At the most basic level, access to high-quality and easily manipulable page
images of textual sources is a prime desideratum for effective data
curation. Side-by-side display of page image and OCR/transcription with good
support for textual alignment is critical.
Other basic affordances involve image, audio, or video files that are used
as annotations for very granular text elements. For instance, an audio file
could be attached to a text line by line or word by word, which would be
useful in teaching Chaucer, or in a prosody site, where different forms of
metrical annotation might be accompanied by different performances.
How hard would it be to build a version of Hermes that could be useful at an
early stage of limited scope and complexity, but become more powerful over
time? I can see a variety of projects here and there that implement aspects
of it. OMEKA does something like it, but it is not text centric. To repeat a
point made above, several TEI projects implement important functionalities,
but do not seem to have been built with the idea of reusable tool kits.
Is it a realistic project to share expertise and experience in a common
project that might attract external grant funding? To be specific, members
of the current Council in New Zealand, Nebraska, Vancouver Island, and
London, to mention only a few, have done superb individual projects that
leverage XML database technology in one way or another, using the eXist
database. Can we or should we take a leaf from the Lexus project at the
Nijmegen Max Planck Institute for Psycholinguistics, which happens to use
basex, a recent eXist competitor from the University of Konstanz? Here is a
statement of their ambition:
> Lexicography in general is a domain where uniformity and interoperability have
> never been the operative words: depending on the purpose and tools used
> different formats, structures and terminologies are being adopted, which makes
> cross lexica search, merging, linking and comparison an extremely difficult
> task.

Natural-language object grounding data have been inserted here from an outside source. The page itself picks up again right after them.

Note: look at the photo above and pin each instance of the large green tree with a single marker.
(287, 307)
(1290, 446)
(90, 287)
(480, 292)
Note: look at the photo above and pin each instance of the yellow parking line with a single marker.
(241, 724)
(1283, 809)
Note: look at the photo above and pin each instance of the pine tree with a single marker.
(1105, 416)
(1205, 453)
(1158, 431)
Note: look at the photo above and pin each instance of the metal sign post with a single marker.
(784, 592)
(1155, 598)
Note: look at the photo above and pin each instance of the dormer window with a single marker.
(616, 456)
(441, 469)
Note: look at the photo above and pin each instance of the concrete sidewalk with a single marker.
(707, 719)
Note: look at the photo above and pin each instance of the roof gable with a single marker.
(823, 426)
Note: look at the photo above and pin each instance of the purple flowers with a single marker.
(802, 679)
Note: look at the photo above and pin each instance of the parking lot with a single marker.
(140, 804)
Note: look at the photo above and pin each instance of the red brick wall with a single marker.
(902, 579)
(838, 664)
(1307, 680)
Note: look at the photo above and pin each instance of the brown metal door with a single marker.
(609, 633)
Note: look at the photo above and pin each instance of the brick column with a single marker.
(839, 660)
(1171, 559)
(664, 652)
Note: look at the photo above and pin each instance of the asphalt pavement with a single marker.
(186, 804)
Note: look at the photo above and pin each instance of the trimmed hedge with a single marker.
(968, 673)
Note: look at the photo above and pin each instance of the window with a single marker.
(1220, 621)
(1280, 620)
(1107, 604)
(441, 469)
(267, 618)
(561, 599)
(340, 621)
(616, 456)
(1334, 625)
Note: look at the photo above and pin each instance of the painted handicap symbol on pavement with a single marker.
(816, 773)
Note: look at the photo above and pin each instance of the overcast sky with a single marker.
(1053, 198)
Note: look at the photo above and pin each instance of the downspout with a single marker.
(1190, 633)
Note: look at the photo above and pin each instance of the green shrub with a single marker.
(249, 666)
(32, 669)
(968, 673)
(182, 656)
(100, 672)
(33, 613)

LEXUS is also an attempt at putting an end to this problem. Being based
> on the Lexical Markup Framework (LMF), an abstract model for the creation of
> customized lexicons defined following the recommendations of the ISO/TC 37/SC
> 4 group on the standardization of linguistic terminology, LEXUS allows on the
> one hand to create purpose-specific and tailor-made lexica, and on at same
> time assures their comparability and interoperability with other resources.
This is a very hard problem to solve in Linguistics, and it may be even
harder to solve in the humanities where quot homines tot sententiae is not a
complaint but a celebration. But I'm inclined to think that we would be
better of if we took some steps towards solving or at least managing it.
And while encoding is clearly the primary objective of the TEI, sometimes
the pursuit of a primary objective is best advanced by removing secondary
obstacles. I think that the perceived lack of tools, templates, and
well-documented examples is a significant obstacle to the use of TEI texts
in a wide variety of projects, and that there would be considerable payoff
in focusing for a little while on how to move TEI encoded data into
appropriate Web frameworks, how to mix and match them with other data types,
and how to build the analysis tools and routines that can take full
advantage of the query potential of TEI-encoded data.
I would be delighted to learn that I am quite wrong on all this and that the
appropriate tools and templates are not only fully understood but are also
widely used in many scholarly or pedagogical projects and at different
levels of scope and complexity. But if there is some truth to my arguments,
can or should we do something about it?